Тайсон устало обернулся. Ему редко приходилось видеть братьев в таком состоянии: кулаки сжаты, лица злые, отвердевшие, искаженные яростью.
— Ну и спектакль! — воскликнул Райдер, которому показалось, что молчание длится чересчур долго. Несмотря на воинственную позу, его растерянность и смятение были очевидны. — Ты произнес блестящую проповедь о грехах и каре за недостойное поведение, о низости людских устремлений, о долге и обязанностях смертных перед Богом. Похоже, эти самые обязанности бесконечны и трудноисполнимы. В заключение оглушительным, наводящим страх голосом ты стал читать молитву, призывая присутствующих отречься от всего земного. Все повседневные дела, желания, мечты, по твоему мнению, кощунственны. А потом ты, чертов осел, проходишь мимо собственной жены, как мимо столба, намеренно игнорируешь не только ее, по и детей и бежишь приветствовать прихожан. Что это с тобой, дьявол тебя побери? О чем ты только думаешь, ханжа проклятый?

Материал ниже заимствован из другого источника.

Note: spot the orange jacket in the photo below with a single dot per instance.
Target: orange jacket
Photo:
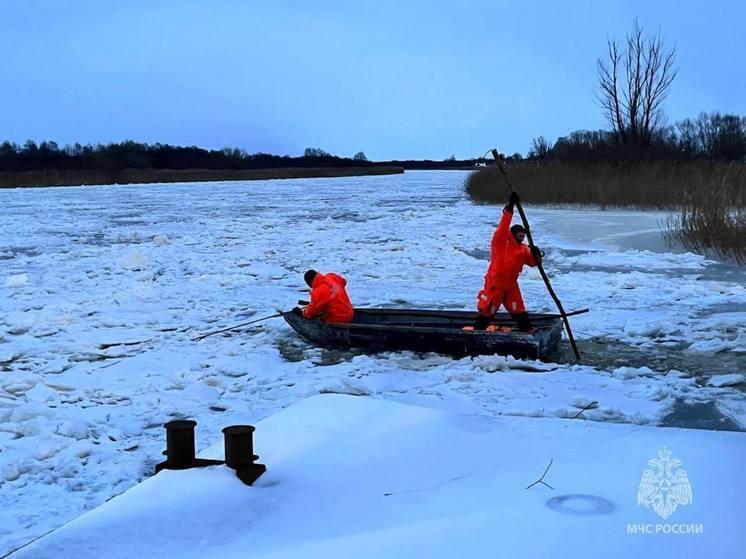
(507, 257)
(328, 296)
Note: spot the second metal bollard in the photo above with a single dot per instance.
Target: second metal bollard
(239, 453)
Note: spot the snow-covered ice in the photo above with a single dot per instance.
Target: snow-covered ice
(359, 477)
(96, 351)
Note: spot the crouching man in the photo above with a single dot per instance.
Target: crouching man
(329, 300)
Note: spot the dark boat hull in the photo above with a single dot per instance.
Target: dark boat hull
(431, 331)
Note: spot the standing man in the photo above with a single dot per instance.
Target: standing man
(328, 298)
(507, 258)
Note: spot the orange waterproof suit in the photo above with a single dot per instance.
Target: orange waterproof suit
(507, 259)
(328, 297)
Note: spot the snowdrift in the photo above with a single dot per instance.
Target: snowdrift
(353, 476)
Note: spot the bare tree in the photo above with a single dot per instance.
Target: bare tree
(634, 81)
(539, 148)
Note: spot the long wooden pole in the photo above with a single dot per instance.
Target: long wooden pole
(544, 276)
(203, 336)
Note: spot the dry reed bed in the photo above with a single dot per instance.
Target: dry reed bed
(707, 200)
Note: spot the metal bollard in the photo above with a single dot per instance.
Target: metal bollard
(180, 448)
(239, 453)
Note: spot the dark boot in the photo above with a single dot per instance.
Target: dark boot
(522, 320)
(482, 322)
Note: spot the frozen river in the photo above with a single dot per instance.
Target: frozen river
(101, 289)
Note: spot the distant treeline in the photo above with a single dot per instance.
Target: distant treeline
(711, 136)
(133, 155)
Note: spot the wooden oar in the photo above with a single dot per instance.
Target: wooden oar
(544, 276)
(203, 336)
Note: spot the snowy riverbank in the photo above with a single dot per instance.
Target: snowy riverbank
(102, 288)
(360, 477)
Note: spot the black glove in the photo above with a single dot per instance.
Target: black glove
(537, 253)
(512, 201)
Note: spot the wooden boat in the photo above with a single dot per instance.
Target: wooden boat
(432, 330)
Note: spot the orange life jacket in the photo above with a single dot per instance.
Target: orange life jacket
(328, 297)
(507, 258)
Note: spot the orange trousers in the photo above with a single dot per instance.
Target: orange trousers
(490, 299)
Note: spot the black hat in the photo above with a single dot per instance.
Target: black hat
(517, 229)
(309, 277)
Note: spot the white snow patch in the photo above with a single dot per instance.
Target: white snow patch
(16, 280)
(727, 380)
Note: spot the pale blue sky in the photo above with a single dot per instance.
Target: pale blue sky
(395, 79)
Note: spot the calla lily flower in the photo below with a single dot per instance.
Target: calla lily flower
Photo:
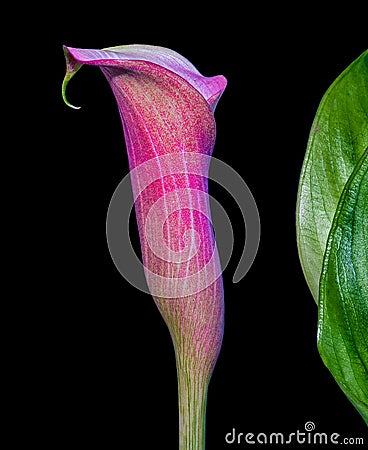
(167, 112)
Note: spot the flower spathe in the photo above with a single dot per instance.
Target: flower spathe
(167, 112)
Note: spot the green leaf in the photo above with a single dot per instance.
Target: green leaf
(343, 296)
(338, 138)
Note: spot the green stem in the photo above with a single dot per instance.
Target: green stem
(192, 389)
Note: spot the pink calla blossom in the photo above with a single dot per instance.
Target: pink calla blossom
(167, 108)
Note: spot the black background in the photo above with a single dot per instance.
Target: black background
(108, 371)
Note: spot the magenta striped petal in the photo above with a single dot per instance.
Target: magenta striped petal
(167, 112)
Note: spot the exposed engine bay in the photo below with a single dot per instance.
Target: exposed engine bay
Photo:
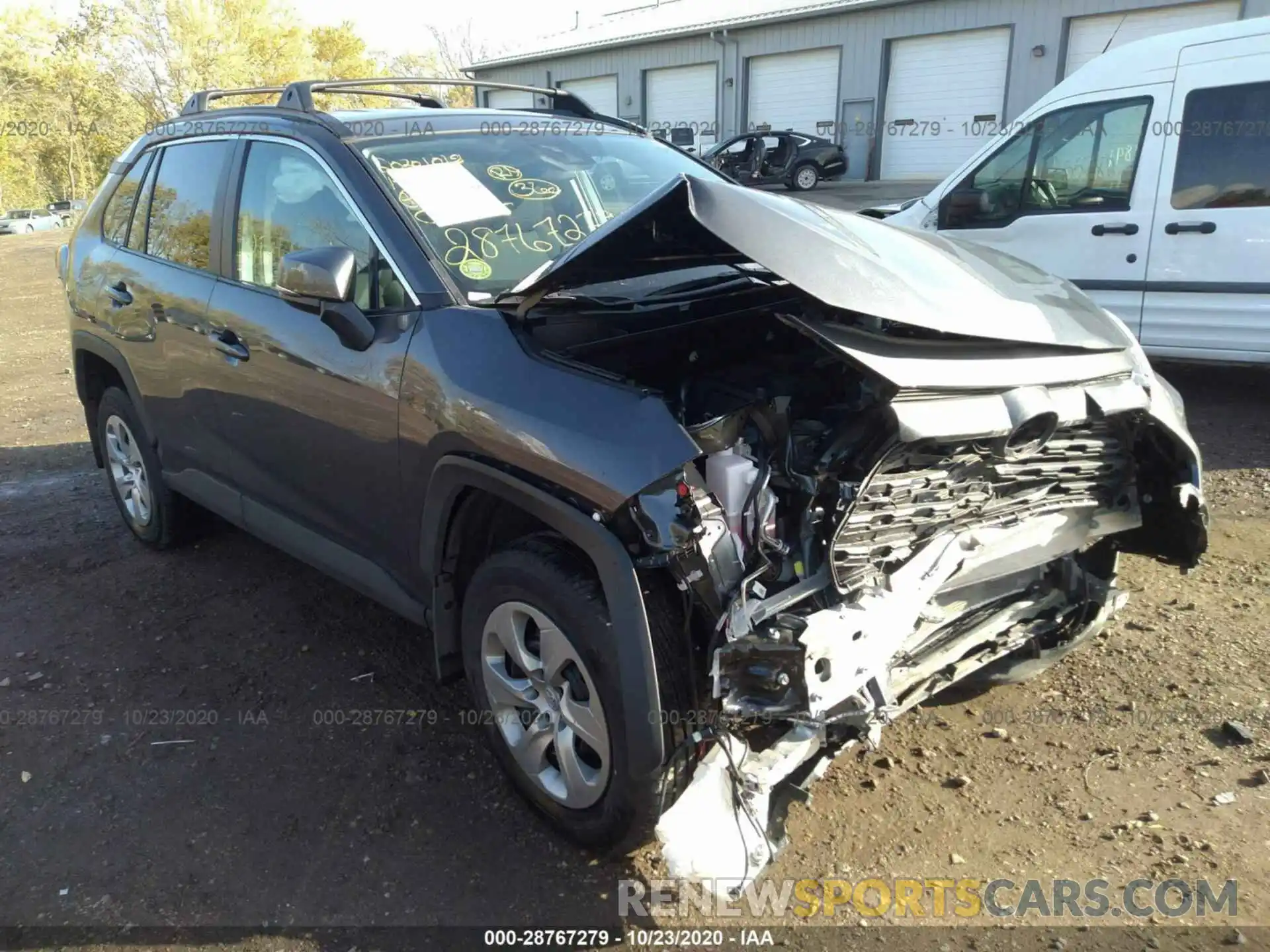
(850, 546)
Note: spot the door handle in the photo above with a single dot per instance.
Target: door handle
(120, 295)
(1100, 230)
(228, 343)
(1201, 227)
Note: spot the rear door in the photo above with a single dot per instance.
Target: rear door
(310, 424)
(1075, 193)
(1208, 282)
(155, 295)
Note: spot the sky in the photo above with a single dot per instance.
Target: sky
(397, 27)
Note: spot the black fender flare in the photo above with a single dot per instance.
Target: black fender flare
(84, 342)
(632, 643)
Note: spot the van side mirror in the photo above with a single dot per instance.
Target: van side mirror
(323, 280)
(962, 207)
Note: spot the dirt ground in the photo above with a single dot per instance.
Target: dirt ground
(266, 815)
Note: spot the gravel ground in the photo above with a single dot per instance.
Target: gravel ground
(1104, 767)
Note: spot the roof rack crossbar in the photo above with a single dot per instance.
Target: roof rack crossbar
(198, 102)
(299, 95)
(418, 98)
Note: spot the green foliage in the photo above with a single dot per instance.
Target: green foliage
(74, 95)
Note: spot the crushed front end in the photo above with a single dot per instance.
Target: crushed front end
(850, 563)
(919, 461)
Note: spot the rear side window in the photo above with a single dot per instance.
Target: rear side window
(1223, 149)
(185, 201)
(138, 233)
(118, 210)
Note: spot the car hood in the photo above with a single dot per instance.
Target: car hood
(842, 259)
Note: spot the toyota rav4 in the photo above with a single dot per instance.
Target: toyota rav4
(697, 485)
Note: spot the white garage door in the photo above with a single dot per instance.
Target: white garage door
(794, 92)
(1090, 36)
(683, 95)
(600, 93)
(508, 99)
(956, 80)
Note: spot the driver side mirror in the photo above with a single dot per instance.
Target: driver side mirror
(962, 207)
(323, 280)
(318, 273)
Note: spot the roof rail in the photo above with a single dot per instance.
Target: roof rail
(299, 95)
(198, 102)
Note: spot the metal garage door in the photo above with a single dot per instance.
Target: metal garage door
(794, 92)
(600, 93)
(508, 99)
(683, 95)
(1091, 36)
(956, 80)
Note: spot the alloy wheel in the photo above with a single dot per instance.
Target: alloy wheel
(545, 705)
(128, 470)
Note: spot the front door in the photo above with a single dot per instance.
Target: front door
(155, 291)
(1074, 193)
(310, 424)
(1208, 282)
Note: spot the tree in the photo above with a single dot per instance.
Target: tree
(459, 48)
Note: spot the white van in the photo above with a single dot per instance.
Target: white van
(1143, 178)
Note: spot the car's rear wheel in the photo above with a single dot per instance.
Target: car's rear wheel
(535, 629)
(154, 513)
(804, 178)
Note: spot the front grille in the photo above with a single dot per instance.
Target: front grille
(919, 492)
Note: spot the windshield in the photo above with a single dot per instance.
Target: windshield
(498, 206)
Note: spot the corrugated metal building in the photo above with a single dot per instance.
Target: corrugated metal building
(908, 87)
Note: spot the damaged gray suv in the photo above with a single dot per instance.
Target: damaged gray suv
(697, 485)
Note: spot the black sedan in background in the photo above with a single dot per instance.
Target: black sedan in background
(793, 159)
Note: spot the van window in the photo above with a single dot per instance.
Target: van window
(185, 198)
(1223, 149)
(1081, 159)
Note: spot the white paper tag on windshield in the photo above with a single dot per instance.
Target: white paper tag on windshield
(448, 193)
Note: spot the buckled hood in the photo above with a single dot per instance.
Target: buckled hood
(842, 259)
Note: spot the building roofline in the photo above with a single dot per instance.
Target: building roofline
(794, 13)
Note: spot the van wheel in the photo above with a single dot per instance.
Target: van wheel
(154, 513)
(804, 178)
(534, 630)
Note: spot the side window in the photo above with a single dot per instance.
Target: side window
(1223, 149)
(118, 210)
(1087, 157)
(288, 202)
(185, 201)
(138, 231)
(1078, 159)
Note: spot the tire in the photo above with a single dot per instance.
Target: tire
(540, 584)
(154, 513)
(806, 178)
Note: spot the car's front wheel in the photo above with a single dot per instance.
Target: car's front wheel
(535, 626)
(154, 513)
(804, 178)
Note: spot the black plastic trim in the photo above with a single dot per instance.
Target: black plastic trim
(1177, 287)
(83, 340)
(632, 643)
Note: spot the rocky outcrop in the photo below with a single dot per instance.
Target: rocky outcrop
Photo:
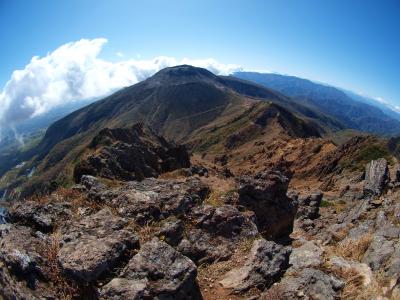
(131, 154)
(155, 199)
(224, 221)
(311, 283)
(95, 245)
(156, 272)
(41, 216)
(309, 206)
(266, 263)
(171, 232)
(376, 177)
(265, 194)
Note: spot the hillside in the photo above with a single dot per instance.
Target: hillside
(175, 102)
(336, 103)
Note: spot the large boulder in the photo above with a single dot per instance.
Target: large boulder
(19, 252)
(154, 199)
(309, 206)
(95, 245)
(156, 272)
(225, 221)
(41, 216)
(266, 264)
(310, 284)
(131, 154)
(202, 247)
(376, 177)
(265, 194)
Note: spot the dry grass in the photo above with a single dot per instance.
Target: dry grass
(354, 248)
(64, 287)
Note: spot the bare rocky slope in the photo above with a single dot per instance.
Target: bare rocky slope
(203, 232)
(264, 206)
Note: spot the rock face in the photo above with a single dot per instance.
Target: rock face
(266, 263)
(311, 284)
(309, 206)
(131, 154)
(155, 199)
(265, 194)
(376, 177)
(40, 216)
(156, 272)
(95, 245)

Тайсон не удостоил Райдера ответом.
— Алекс сказала, — заговорил Дуглас, шагнув к брату, — что Мэри Роуз была ранена в самое сердце твоим поведением. Да что там Алекс — я видел собственными глазами ее потрясенное лицо, полные слез глаза! И твоих прихожан, как нельзя более довольных подобным оборотом дела. Еще бы! Как они кивали своими дурацкими головами, поняв, что их викарий вернулся! Тот человек, в котором нет ни капли юмора, теплоты, душевной щедрости, снова с ними. Таким они его знали и не желали, чтобы он изменился. А твои дети.., нет, о них потом, Тайсон. У меня руки чешутся врезать тебе по физиономии и вывалять в грязи!